Quote:
Originally Posted by dn_wisconsin
Basically it would make Lima about and 11 hour out and back leaving around 7 at night and getting back around 6 in the morning........dangerous.
2 questions:
- Does Spirit have duty rules that would limit (only certain times of the day can a duty period be scheduled over X hours) or prohibit (pilots are limited to X hours of time on an aircraft) this type of flying?
- Supposing this type of flying is allowed (ie, it's not specifically prohibited), how would it be paid? 9 hours of flight pay, or 6 hours of flight pay, only paid when you're @ the controls?
The second option is perhaps more dangerous. For every pilot that recognizes the safety issue, another is willing to overlook it for the extra $.
- How does Spirit treat deadheading? Seated where (coach, BFS)? If there's a clause about 'DH time is duty time but not rest', then that might have some 'chilling effects' on IRO ops too.
Assuming this kind of flying is allowed (in that its not specifically not allowed, in typical management logic), there could still certainly be a fatigue issue. There's what, 4-8 'Big Front Seats' on an aircraft? Best case, block one of them with a curtain - would a pilot sitting in one of these seats lose some flying ability (ie, the ride as a passenger itself is fatiguing), or would it be 'neutral'? If you were seated in a single middle coach seat with no curtain (worst case), same questions - effects on fatigue? I ask only b/c I thought that Sun Country or some other US 737 operator flies some transatlantic stuff (with a stop in Gander or something) and uses a single coach seat for the IRO - I could be mistaken.

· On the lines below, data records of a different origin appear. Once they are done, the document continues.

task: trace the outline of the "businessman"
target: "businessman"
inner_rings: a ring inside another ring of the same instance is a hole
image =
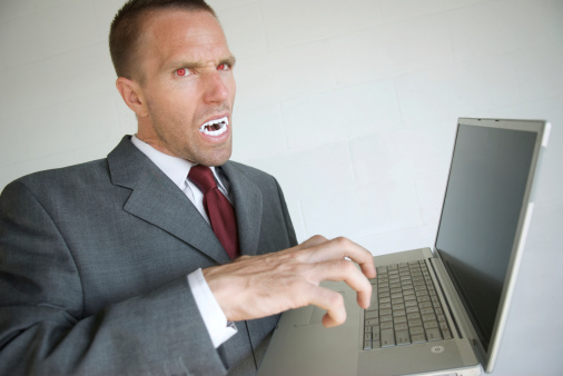
[[[277,181],[229,161],[235,58],[211,8],[128,1],[110,51],[137,133],[0,196],[0,374],[251,375],[279,313],[346,319],[322,280],[369,305],[371,254],[297,245]]]

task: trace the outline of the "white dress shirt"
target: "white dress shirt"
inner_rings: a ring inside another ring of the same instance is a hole
[[[181,191],[184,191],[207,224],[209,224],[209,218],[207,217],[204,208],[204,194],[188,179],[188,172],[194,165],[185,159],[158,151],[150,145],[139,140],[136,135],[131,137],[131,142],[155,165],[157,165],[157,167],[162,170],[162,172],[165,172],[165,175],[170,178],[170,180],[172,180],[178,188],[181,189]],[[215,167],[211,167],[211,171],[219,190],[225,195],[225,197],[227,197],[227,199],[231,200],[228,195],[228,181],[226,179],[220,179],[220,174],[216,171]],[[211,337],[215,348],[217,348],[237,333],[237,327],[234,323],[227,321],[227,317],[209,289],[201,269],[197,269],[196,271],[189,274],[187,278],[191,294],[194,295],[199,313],[201,314],[207,327],[207,332]]]

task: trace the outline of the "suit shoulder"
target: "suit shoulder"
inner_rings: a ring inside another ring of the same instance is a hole
[[[80,186],[93,184],[108,177],[107,159],[98,159],[73,166],[48,169],[26,175],[10,185],[22,185],[31,190],[46,189],[58,185]]]

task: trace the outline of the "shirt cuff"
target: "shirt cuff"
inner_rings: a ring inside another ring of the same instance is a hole
[[[238,332],[237,327],[235,323],[227,321],[227,316],[225,316],[221,307],[215,299],[201,269],[197,269],[188,275],[188,284],[209,337],[211,337],[211,342],[215,348],[217,348]]]

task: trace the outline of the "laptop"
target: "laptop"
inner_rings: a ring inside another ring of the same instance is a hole
[[[433,248],[375,256],[372,306],[284,313],[258,375],[478,375],[501,346],[547,146],[540,120],[460,118]]]

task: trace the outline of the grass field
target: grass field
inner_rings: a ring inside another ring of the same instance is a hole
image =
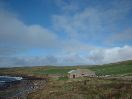
[[[39,67],[18,67],[1,68],[0,74],[24,74],[24,75],[46,75],[62,74],[66,75],[68,71],[77,68],[87,68],[95,71],[97,75],[132,75],[132,61],[124,61],[113,64],[96,66],[39,66]]]
[[[131,99],[132,83],[127,80],[80,78],[50,80],[28,99]]]
[[[132,61],[124,61],[102,66],[90,67],[97,75],[120,75],[132,73]]]

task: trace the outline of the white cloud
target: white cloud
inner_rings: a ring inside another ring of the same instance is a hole
[[[0,10],[0,43],[22,47],[52,47],[57,35],[40,25],[26,25],[12,13]]]

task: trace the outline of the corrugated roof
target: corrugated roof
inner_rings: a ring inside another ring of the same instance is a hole
[[[94,73],[93,71],[89,70],[89,69],[77,69],[77,70],[71,70],[68,73]]]

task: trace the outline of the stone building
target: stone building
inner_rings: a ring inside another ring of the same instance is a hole
[[[78,77],[94,77],[95,72],[89,70],[89,69],[77,69],[77,70],[71,70],[68,72],[69,78],[78,78]]]

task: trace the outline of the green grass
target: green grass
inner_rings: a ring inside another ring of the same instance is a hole
[[[34,71],[36,74],[67,74],[71,69],[66,68],[56,68],[56,69],[46,69]]]
[[[89,69],[95,71],[97,75],[130,74],[132,73],[132,61],[95,66]]]
[[[118,62],[113,64],[96,65],[96,66],[36,66],[36,67],[19,67],[19,68],[1,68],[0,74],[61,74],[66,75],[68,71],[77,68],[87,68],[95,71],[97,75],[132,75],[132,60]]]

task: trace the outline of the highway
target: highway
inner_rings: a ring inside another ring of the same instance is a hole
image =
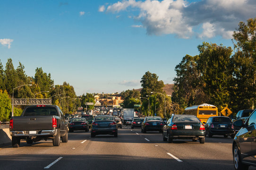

Probably all just a brain exercise, since a Bogota, Lima, Guayaquil or Quito overnight is possible too, though if Spirit operates 3 frequencies to BOG each day, it seems to line up nicely with a continuation to Lima, Guayaquil and Quito each, so 24 hours of fun in SA. What other US airlines have overnights in Guayaquil and Quito (if known, don't post specific hotel, obviously)?